Bone marrow failure: Fanconi anemia registries reveal around 90% of patients suffer from bone marrow failure by the age of 40 years.[37] Bone marrow failure ultimately leads to pancytopenia.[38]

Endocrine disorders: A wide range of endocrine disorders are either intrinsic to molecular defects or HCT-associated and androgen therapies. Structural disruption of the hypothalamus-pituitary axis may lead to short stature due to growth hormone deficiency, hypothyroidism is found in around 60% of patients,[39] adrenal dysfunction that responds to exogenous ACTH, and dysfunction of pancreatic islets associated with glucose intolerance, dyslipidemia, and infertility due to hypogonadism. Androgen therapy causes benign and malignant liver tumors and peliosis hepatis.[40]
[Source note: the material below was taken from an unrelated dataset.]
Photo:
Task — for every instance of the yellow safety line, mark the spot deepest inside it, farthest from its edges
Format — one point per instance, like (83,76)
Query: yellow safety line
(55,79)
Information and understanding of Fanconi anemia are essential for family members because of the genetic inheritance pattern of the disease, and the patient is usually a child at the time of clinical presentation and diagnosis. Genetic counseling for the disease helps the family members have enough patient education to increase the compliance and the patient-doctor relationship. Fanconi anemia in a child necessitates the testing of the disease in other family members, most importantly, siblings, to either catch the disease in the early-stage or to prevent future childbirth with genetic defects.

It is also important to perform the abnormal chromosomal breakage test and HLA matching of siblings in order to evaluate for possible hematopoietic stem cell transplantation between the siblings. Level of knowledge regarding the disease process, signs and symptoms, and the treatment plan should be a part of the education of parents. Parents should be informed about any interventions to be made, benefits of one over other options, and health hazards. After complete clarification, they should be provided the opportunity to choose the best treatment plan.

Fanconi anemia, like other diseases, requires an interprofessional team approach. Healthcare outcomes are enhanced by the teamwork of many healthcare providers. Disease extent determines the need for a number of health professionals from different specialties. Fanconi anemia, although mainly a hematological problem, is associated with multiple diseases, including birth defects, and solid as well as hematological cancers. It requires the care of primary clinicians, oncologists, hematologists, gynecologists, pathologists, radiologists, nurses, genetic analysts, pharmacists, physiotherapists, and the support and care of family and friends.